9 Pakistani Soldiers Killed in Separate Attacks
Attacks killed nine Pakistani soldiers on Tuesday, targeting troops in the militant-infested tribal badlands near Afghanistan and further south on the border with Iran, officials said.
The deadliest attack killed five paramilitary troops traveling in a routine convoy between the towns of Turbat and Mand, some 680 kilometers (370 miles) southwest of Quetta, the capital city of Baluchistan province.
"Five paramilitary soldiers were martyred and five others were wounded in the bomb blast," a paramilitary commander told Agence France Presse.
The convoy was en route to a remote border base near the town of Mand, he said.
Local police and security officials confirmed the attack and toll.
There was no immediate claim of responsibility but Baluchistan has seen a recent upswing in violence linked to a separatist insurgency, sectarian violence and Islamist militancy.

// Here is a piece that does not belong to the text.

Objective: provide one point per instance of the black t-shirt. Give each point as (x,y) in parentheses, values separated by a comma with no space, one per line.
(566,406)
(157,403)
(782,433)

A Swiss couple, who were abducted in Baluchistan on Friday, are now believed to have been smuggled into Pakistan's lawless tribal belt on the Afghan border, a notorious haven for Taliban and al-Qaida.

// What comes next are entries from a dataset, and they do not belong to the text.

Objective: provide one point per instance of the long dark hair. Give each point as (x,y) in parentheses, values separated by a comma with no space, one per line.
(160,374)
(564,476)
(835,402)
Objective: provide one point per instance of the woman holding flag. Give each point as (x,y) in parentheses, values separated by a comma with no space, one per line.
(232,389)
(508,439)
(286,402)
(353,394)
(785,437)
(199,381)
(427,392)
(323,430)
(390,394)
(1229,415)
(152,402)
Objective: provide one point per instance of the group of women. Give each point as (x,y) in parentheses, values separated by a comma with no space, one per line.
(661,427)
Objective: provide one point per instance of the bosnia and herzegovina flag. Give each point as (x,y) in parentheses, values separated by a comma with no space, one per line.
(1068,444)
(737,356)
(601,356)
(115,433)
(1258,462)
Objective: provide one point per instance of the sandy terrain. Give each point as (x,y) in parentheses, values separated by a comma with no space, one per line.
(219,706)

In the tribal belt, three soldiers were killed in North Waziristan, considered a leading militant fortress and where Pakistan is under huge U.S. pressure to launch an offensive against the al-Qaida-linked Haqqani network.
Officials said a bomb was detonated by remote-control near Miranshah, the main town in the tribal district, soon after the convoy left for the town of Datta Khel, ripping through a truck carrying army and paramilitary troops.
"Three soldiers were killed and 15 wounded," an intelligence official told AFP.
Another security official said the bomb was planted in a drain near the market in Miranshah and exploded at a time when authorities had imposed a routine curfew so the military convoy could go past.
In the neighboring district of South Waziristan, a paramilitary soldier was killed when Taliban militants attacked a checkpost in the Makeen area, security officials in the main northwestern city of Peshawar said.
Pakistan has been under huge pressure to do more to destroy militant sanctuaries, particularly in North Waziristan, since U.S. Navy SEALs found and killed Osama bin Laden in the town of Abbottabad on May 2.
But military commanders argue that any operation should be of their choosing, arguing that its 140,000 troops already committed to the northwest are too overstretched fighting a homegrown insurgency to take on the Haqqanis.
On Monday, the military announced the start of an operation in Kurram designed to clear out militants and suicide bombers who have taken refuge there, and open up the main road dissecting the tribal district.
Few details have emerged, however, of how the campaign is progressing.